Baking has become not only a passion of mine but also a hobby. I wanted to incorporate my love for baking as well as the enjoyment I received when I travelled in my teenage years.
With this in mind I decided to create a 5 day blog, creating traditional dessert recipes from 5 of my favourite places I’ve visited along my journey. I will proved a step by step account on how to create these fantastic mouth watering desserts.
DAY 1
Chinese almond cookies
Chinese almond cookies are a popular treat at Chinese bakeries. Families will often make these delightfully cookies during Chinese New Year and other special holidays. They are often seen as a sigh of good luck.
Serve these traditional cookies with a nice hot cup of Green or Oolong tea.
Ingredients
• 1 cup (1/2 lb.) butter, at room temperature
• 1 cup sugar
• 1 large egg
• 1/2 teaspoon almond extract
• 2 1/2 cups all-purpose flour
• 1 teaspoon baking powder
• 1 large egg yolk
• 1 tablespoon milk
• 1/3 cup blanched whole almonds
• 2 tablespoons sesame seeds
Preparation method
• In a large bowl, with an electric mixer on medium speed, beat butter and sugar until smooth. Add whole egg and almond extract and beat until well blended. Stir or beat in flour and baking powder until well blended. Cover bowl and chill until dough is firm, about 1 hour.

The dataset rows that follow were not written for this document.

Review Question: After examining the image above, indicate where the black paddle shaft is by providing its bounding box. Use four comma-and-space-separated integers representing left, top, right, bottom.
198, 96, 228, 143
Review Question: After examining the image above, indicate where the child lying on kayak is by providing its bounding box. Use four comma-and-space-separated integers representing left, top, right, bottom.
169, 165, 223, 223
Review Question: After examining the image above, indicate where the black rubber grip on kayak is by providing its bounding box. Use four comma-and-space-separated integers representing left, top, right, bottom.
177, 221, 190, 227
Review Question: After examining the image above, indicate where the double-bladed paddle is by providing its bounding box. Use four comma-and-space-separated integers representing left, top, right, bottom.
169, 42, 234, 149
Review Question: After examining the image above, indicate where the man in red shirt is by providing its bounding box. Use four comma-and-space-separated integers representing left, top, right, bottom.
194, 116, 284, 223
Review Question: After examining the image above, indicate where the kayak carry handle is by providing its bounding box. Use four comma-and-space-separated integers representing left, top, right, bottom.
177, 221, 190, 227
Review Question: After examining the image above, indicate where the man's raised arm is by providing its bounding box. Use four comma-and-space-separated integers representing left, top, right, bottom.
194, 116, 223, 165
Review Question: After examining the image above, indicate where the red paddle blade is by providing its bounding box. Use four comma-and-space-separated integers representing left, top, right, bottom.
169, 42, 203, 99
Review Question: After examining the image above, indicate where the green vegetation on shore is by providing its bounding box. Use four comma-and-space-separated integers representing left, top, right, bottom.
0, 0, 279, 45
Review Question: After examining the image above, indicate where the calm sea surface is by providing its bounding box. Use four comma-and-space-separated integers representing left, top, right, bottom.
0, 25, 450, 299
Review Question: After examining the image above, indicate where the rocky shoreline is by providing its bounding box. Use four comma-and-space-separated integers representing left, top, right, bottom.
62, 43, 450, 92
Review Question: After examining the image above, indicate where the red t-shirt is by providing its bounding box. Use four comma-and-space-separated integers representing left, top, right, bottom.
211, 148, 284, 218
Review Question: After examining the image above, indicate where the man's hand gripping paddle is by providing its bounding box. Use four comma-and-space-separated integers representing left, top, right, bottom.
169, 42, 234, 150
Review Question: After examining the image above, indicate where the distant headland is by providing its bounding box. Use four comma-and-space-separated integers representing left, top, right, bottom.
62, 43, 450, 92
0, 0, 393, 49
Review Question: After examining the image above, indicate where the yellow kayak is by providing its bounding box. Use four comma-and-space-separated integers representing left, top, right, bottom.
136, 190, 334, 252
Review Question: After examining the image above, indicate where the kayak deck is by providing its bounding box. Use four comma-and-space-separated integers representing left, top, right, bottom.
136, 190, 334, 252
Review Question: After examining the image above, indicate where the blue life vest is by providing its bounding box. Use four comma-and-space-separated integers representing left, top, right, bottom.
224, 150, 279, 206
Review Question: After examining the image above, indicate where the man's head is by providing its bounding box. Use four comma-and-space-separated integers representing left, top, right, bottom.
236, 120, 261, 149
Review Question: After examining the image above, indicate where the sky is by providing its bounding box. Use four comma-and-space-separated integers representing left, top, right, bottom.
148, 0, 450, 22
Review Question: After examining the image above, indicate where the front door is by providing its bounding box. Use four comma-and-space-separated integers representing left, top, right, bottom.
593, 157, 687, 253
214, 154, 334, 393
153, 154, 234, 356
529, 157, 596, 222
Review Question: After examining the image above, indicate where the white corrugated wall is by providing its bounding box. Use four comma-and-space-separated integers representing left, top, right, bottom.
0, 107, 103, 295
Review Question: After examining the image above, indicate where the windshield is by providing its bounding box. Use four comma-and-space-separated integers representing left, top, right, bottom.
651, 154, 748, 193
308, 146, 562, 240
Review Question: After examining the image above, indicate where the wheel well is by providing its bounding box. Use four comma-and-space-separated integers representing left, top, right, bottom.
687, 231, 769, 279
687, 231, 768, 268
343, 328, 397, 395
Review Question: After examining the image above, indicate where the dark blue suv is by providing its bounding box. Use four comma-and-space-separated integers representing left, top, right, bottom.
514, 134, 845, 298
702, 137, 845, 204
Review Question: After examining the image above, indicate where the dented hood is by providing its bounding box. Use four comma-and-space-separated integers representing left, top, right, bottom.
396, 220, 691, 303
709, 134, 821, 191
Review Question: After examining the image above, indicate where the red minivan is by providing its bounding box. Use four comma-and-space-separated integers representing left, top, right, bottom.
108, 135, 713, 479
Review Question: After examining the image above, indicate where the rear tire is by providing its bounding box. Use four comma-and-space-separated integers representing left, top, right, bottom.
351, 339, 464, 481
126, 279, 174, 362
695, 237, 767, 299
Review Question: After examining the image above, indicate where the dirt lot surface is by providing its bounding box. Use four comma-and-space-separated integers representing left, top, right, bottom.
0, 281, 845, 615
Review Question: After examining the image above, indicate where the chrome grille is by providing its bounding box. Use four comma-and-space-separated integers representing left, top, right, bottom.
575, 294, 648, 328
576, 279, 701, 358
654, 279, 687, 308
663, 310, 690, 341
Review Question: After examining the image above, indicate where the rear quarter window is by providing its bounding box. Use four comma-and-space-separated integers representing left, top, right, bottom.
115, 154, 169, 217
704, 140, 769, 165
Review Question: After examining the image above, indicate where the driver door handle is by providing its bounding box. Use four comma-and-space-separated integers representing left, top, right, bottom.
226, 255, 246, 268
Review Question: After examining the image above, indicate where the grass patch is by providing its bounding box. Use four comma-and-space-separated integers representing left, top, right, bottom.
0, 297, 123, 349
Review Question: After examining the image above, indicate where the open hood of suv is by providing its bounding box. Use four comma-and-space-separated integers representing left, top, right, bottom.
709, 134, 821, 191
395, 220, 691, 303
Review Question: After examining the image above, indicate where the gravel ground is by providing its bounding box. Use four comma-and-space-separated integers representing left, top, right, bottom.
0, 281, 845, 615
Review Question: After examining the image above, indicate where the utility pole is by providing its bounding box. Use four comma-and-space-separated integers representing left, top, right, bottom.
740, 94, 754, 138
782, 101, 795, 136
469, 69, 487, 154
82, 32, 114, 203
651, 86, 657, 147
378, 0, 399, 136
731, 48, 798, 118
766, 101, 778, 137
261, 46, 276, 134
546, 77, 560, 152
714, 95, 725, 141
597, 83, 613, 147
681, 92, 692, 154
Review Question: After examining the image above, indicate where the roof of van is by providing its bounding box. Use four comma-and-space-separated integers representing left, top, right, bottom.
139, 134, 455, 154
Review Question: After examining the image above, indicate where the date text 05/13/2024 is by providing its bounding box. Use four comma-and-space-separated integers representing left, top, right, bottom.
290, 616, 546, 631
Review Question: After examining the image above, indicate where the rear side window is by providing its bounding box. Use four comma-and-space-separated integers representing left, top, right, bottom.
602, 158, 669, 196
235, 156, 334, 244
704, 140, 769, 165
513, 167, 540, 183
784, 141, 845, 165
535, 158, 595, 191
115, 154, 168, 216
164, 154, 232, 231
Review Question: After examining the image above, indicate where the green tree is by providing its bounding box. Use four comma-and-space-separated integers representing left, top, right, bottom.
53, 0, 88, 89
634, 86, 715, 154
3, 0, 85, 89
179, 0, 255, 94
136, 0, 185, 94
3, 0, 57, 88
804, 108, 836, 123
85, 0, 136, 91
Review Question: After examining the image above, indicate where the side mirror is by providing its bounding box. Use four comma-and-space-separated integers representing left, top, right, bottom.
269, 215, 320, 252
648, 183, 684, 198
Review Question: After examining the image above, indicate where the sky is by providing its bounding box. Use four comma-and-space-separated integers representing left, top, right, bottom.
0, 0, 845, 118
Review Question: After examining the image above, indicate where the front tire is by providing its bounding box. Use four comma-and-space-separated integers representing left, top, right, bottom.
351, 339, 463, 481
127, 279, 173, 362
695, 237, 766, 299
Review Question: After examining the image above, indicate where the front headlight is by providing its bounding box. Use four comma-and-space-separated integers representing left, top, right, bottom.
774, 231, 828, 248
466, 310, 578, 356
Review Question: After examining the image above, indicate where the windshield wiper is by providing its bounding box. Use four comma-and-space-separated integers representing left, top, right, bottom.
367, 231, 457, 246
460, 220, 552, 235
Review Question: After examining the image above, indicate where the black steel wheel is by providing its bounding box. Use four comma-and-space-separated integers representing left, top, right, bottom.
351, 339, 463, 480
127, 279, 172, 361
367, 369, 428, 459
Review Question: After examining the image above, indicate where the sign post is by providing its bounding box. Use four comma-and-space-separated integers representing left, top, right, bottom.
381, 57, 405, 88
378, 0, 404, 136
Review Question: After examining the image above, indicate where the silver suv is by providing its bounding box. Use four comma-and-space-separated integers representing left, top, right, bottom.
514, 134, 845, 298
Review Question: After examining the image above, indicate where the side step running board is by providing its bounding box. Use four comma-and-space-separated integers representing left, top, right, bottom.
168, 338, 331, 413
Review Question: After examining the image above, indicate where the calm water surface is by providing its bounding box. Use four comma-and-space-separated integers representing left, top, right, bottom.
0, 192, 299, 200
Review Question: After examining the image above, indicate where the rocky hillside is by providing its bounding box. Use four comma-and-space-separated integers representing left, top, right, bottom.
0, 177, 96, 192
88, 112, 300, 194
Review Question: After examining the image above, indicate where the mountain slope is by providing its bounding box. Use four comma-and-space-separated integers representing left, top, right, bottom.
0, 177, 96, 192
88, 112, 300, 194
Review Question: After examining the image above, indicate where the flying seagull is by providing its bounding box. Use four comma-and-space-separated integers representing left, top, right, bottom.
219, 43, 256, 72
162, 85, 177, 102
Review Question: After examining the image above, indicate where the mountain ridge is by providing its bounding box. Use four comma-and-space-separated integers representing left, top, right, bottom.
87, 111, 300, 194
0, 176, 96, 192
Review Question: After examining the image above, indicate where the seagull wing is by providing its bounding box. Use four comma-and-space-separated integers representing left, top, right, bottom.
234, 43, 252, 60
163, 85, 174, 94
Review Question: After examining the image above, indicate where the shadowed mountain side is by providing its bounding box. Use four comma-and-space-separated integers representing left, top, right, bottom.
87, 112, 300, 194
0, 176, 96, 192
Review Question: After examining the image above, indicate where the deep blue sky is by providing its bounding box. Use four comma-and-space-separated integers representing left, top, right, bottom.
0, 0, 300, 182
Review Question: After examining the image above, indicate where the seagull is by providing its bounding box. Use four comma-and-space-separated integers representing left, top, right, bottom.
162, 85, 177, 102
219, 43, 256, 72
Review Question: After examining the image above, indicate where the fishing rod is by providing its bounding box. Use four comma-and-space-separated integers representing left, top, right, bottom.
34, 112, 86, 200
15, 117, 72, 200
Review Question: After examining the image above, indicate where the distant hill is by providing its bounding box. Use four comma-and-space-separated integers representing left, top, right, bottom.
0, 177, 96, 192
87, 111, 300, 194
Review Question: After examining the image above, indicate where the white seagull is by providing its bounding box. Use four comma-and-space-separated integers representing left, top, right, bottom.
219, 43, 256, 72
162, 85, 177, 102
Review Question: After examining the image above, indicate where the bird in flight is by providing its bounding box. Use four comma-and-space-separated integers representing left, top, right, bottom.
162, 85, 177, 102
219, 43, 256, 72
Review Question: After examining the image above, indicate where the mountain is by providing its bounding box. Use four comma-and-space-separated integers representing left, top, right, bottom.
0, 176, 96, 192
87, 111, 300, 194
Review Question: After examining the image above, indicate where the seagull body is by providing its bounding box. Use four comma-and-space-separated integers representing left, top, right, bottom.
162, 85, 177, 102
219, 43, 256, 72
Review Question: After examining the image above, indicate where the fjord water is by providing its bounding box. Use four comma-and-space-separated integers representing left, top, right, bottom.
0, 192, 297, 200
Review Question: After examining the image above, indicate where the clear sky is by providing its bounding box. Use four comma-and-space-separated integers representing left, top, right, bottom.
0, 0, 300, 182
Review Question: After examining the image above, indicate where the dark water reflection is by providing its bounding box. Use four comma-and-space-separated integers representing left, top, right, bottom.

• 2. Shape dough into 1-inch balls, flatten each slightly, and place each about 1 inch apart on buttered or cooking parchment-lined 12- by 15-inch baking sheets.
• 3. In a small bowl, beat egg yolk with milk to blend. Brush cookies lightly with egg mixture; discard any remaining. Press an almond into the center of each cookie and sprinkle each with about 1/8 teaspoon sesame seeds.
• 4. Bake cookies in a 325° oven until lightly browned, 15 to 20 minutes; if baking more than one pan at a time, switch pan positions halfway through baking. Let cookies cool on sheets for 5 minutes, then use a wide spatula to transfer to racks to cool completely.
These cookie are a fantastic family favourite and are guaranteed to go down a treat.